Brain-language fusion enables interactive neural readout and in-silico experimentation
This work addresses the need for interactive brain-computer interfaces, offering a novel approach to neural decoding that could benefit neuroscience and AI, though it is incremental in extending LLMs to neural data.
The paper tackles the problem of static neural decoding by introducing CorText, a framework that integrates neural activity into an LLM's latent space, enabling natural language interaction with brain data; it achieves accurate image captioning and zero-shot generalization beyond training categories.
Large language models (LLMs) have revolutionized human-machine interaction, and have been extended by embedding diverse modalities such as images into a shared language space.

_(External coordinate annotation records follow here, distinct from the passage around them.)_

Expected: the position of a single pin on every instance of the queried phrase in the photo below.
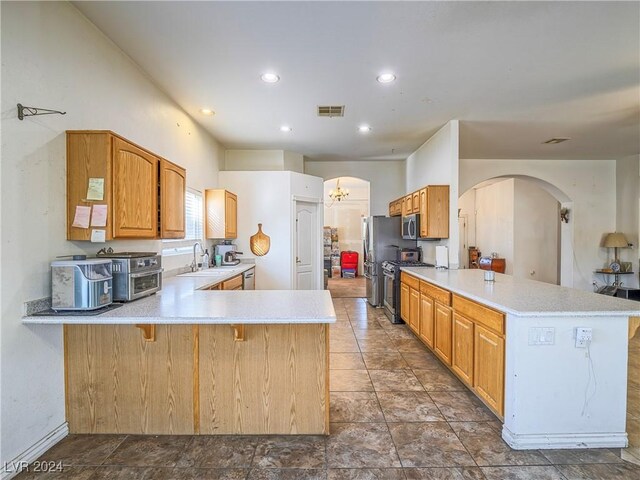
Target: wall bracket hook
(33, 111)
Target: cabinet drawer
(479, 313)
(439, 294)
(413, 282)
(233, 284)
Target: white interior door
(306, 243)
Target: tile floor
(396, 413)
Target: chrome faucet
(194, 264)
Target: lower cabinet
(462, 356)
(426, 320)
(443, 330)
(489, 367)
(404, 302)
(414, 310)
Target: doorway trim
(295, 199)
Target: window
(193, 219)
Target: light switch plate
(542, 336)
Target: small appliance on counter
(81, 284)
(228, 253)
(135, 274)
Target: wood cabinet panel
(414, 310)
(405, 294)
(479, 313)
(274, 382)
(221, 210)
(426, 319)
(489, 368)
(135, 198)
(462, 355)
(173, 185)
(443, 332)
(116, 382)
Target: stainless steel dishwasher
(249, 279)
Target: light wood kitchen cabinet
(434, 211)
(136, 207)
(221, 214)
(414, 310)
(173, 186)
(405, 295)
(462, 355)
(489, 368)
(443, 332)
(426, 319)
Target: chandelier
(338, 194)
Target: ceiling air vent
(553, 141)
(331, 110)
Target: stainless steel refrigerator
(381, 236)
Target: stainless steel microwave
(411, 227)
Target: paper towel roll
(442, 257)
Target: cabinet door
(415, 202)
(173, 184)
(230, 215)
(426, 319)
(489, 367)
(424, 214)
(442, 321)
(135, 192)
(462, 356)
(404, 301)
(414, 310)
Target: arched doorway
(518, 217)
(345, 215)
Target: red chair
(349, 261)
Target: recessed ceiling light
(553, 141)
(269, 77)
(386, 77)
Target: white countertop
(180, 302)
(525, 297)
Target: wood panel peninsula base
(197, 379)
(191, 360)
(512, 343)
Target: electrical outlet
(583, 336)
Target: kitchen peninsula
(189, 360)
(512, 342)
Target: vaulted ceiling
(514, 73)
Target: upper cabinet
(221, 217)
(432, 203)
(143, 193)
(173, 184)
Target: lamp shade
(615, 240)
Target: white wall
(53, 57)
(494, 221)
(266, 197)
(436, 163)
(535, 233)
(263, 160)
(627, 211)
(386, 178)
(587, 186)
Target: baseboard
(561, 441)
(11, 468)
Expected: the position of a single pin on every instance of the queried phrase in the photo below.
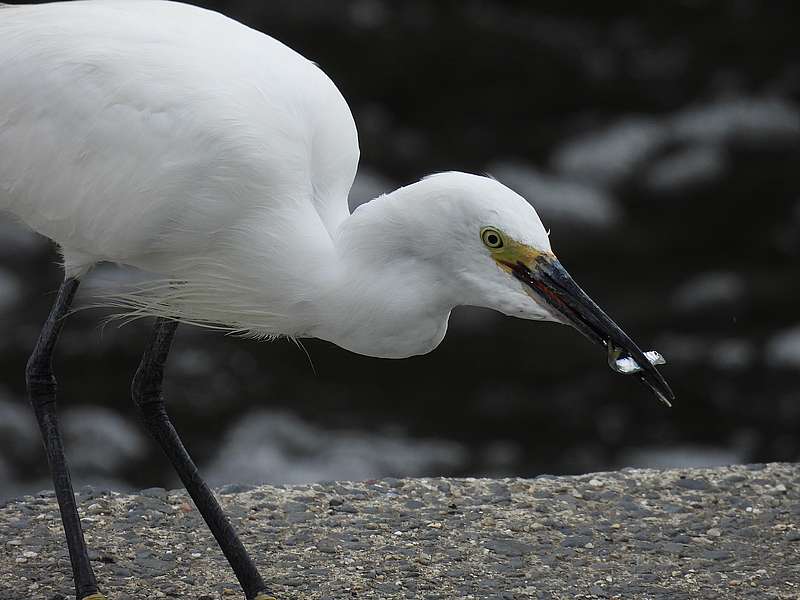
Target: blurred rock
(732, 354)
(368, 184)
(680, 457)
(558, 200)
(687, 349)
(368, 14)
(693, 167)
(19, 240)
(610, 156)
(100, 441)
(708, 290)
(739, 121)
(19, 433)
(10, 290)
(783, 349)
(278, 447)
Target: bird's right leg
(147, 395)
(42, 394)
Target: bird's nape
(550, 282)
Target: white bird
(176, 140)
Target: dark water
(660, 144)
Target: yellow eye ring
(492, 238)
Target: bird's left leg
(42, 393)
(149, 399)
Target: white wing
(134, 127)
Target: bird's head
(486, 246)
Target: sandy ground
(731, 532)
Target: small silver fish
(626, 365)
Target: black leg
(42, 394)
(149, 399)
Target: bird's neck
(382, 301)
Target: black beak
(551, 282)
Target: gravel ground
(731, 532)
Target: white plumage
(173, 139)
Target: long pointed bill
(551, 283)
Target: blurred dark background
(659, 141)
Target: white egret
(171, 138)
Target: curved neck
(382, 300)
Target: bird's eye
(492, 238)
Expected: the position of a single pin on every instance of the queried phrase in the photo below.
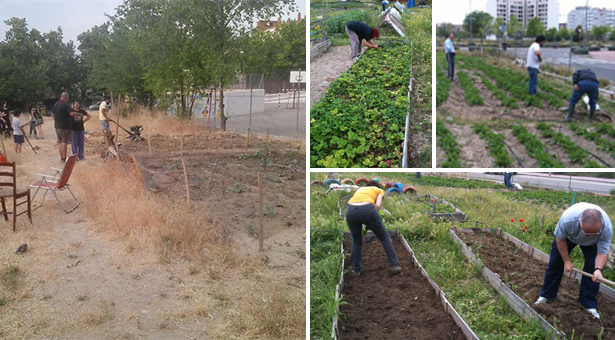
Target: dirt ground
(473, 149)
(327, 67)
(381, 305)
(79, 277)
(525, 277)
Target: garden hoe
(590, 275)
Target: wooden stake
(187, 186)
(247, 140)
(260, 211)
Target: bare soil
(381, 305)
(327, 67)
(525, 276)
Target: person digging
(358, 33)
(584, 82)
(362, 210)
(588, 226)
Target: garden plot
(487, 110)
(387, 306)
(521, 269)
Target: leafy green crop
(446, 140)
(496, 145)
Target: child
(17, 132)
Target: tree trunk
(222, 115)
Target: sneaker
(593, 312)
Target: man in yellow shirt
(362, 210)
(103, 116)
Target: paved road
(557, 182)
(559, 56)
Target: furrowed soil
(381, 305)
(525, 276)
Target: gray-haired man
(588, 226)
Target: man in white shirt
(533, 63)
(450, 55)
(588, 226)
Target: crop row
(575, 153)
(535, 147)
(446, 140)
(496, 145)
(601, 143)
(360, 120)
(472, 94)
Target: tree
(534, 27)
(600, 32)
(514, 27)
(482, 23)
(551, 33)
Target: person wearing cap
(533, 63)
(588, 226)
(359, 32)
(362, 210)
(584, 82)
(450, 55)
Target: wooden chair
(8, 189)
(56, 183)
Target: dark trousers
(508, 180)
(78, 143)
(533, 84)
(450, 59)
(555, 272)
(585, 86)
(356, 217)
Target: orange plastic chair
(57, 182)
(9, 189)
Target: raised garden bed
(517, 269)
(380, 305)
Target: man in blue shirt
(584, 81)
(450, 55)
(588, 226)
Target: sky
(456, 10)
(74, 16)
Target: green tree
(514, 27)
(600, 32)
(534, 27)
(482, 23)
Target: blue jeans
(533, 87)
(78, 143)
(508, 180)
(555, 272)
(356, 217)
(585, 86)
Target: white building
(595, 17)
(546, 10)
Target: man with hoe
(588, 226)
(584, 82)
(533, 63)
(358, 32)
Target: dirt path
(77, 278)
(327, 67)
(525, 276)
(381, 305)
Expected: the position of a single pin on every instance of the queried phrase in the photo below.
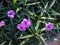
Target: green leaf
(27, 36)
(14, 1)
(52, 4)
(23, 42)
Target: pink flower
(49, 26)
(26, 22)
(11, 14)
(21, 27)
(2, 23)
(24, 25)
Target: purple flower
(2, 23)
(24, 25)
(49, 26)
(11, 14)
(21, 27)
(26, 22)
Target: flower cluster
(2, 23)
(11, 14)
(24, 24)
(49, 26)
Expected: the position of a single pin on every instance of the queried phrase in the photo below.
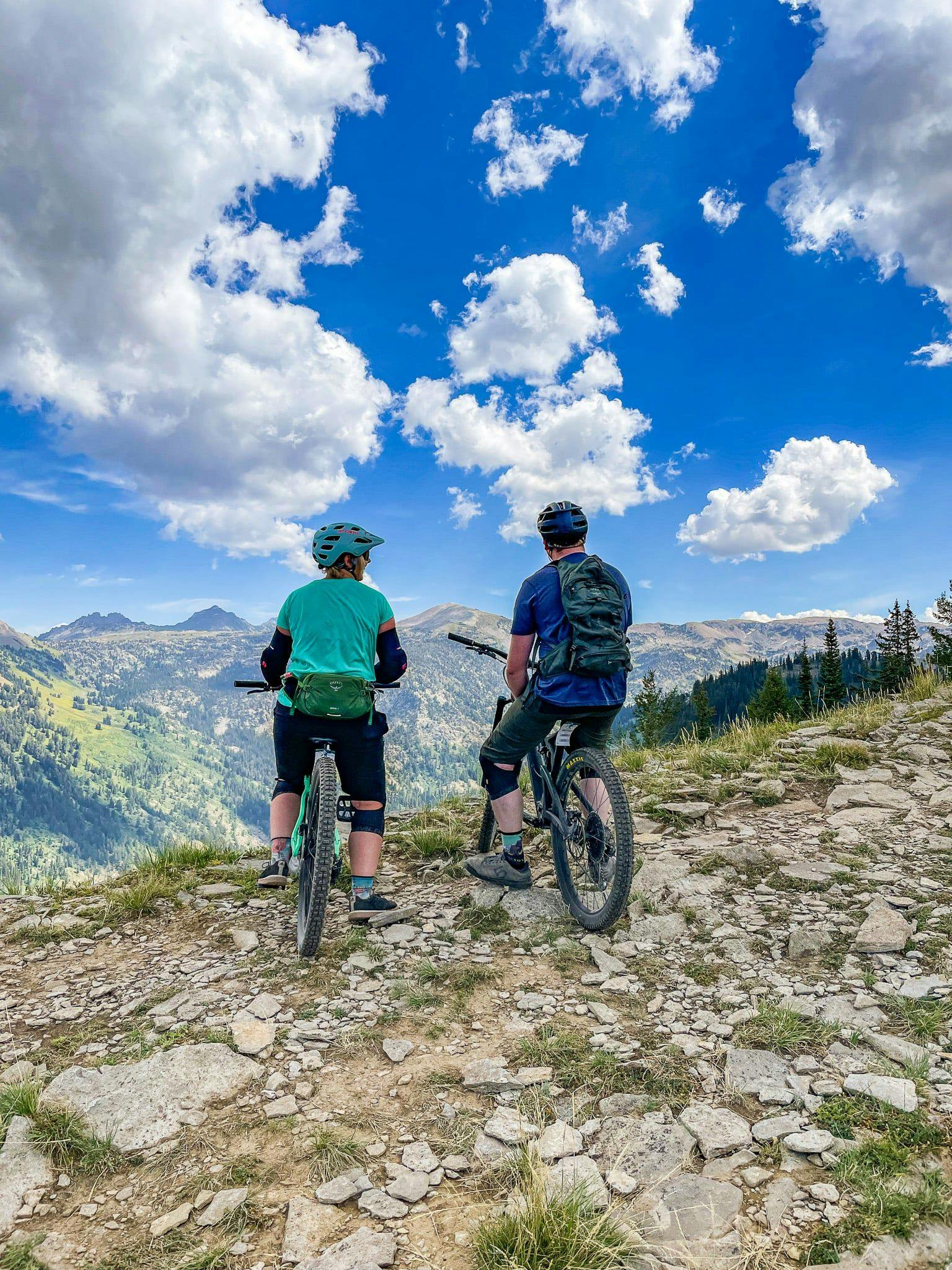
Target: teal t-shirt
(333, 624)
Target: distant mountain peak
(448, 616)
(12, 638)
(92, 625)
(213, 619)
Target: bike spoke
(589, 845)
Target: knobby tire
(316, 856)
(599, 765)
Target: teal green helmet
(333, 541)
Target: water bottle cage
(346, 812)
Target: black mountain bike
(315, 842)
(580, 801)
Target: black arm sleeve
(391, 659)
(275, 659)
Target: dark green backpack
(594, 605)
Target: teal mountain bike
(315, 841)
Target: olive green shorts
(526, 723)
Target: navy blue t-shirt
(539, 611)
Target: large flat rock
(649, 1150)
(22, 1169)
(140, 1105)
(748, 1071)
(871, 794)
(884, 930)
(691, 1209)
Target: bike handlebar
(260, 686)
(483, 649)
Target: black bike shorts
(358, 746)
(528, 721)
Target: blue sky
(765, 345)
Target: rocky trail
(753, 1071)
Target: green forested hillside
(123, 737)
(86, 786)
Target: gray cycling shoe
(499, 871)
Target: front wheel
(316, 856)
(594, 858)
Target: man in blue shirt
(591, 701)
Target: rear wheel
(316, 856)
(594, 859)
(489, 838)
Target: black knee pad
(367, 822)
(282, 786)
(496, 781)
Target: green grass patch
(483, 921)
(912, 1130)
(332, 1152)
(19, 1256)
(823, 761)
(552, 1233)
(19, 1098)
(705, 973)
(178, 858)
(576, 1066)
(922, 1020)
(783, 1032)
(888, 1208)
(430, 842)
(70, 1145)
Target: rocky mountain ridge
(752, 1071)
(93, 625)
(678, 653)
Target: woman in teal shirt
(334, 625)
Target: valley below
(117, 735)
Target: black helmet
(565, 521)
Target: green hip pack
(333, 696)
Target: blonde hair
(335, 571)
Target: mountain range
(215, 619)
(116, 734)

Yet, neural decoding has remained constrained by static, non-interactive methods. We introduce CorText, a framework that integrates neural activity directly into the latent space of an LLM, enabling open-ended, natural language interaction with brain data. Trained on fMRI data recorded during viewing of natural scenes, CorText generates accurate image captions and can answer more detailed questions better than controls, while having access to neural data only. We showcase that CorText achieves zero-shot generalization beyond semantic categories seen during training. Furthermore, we present a counterfactual analysis that emulates in-silico cortical microstimulation. These advances mark a shift from passive decoding toward generative, flexible interfaces between brain activity and language.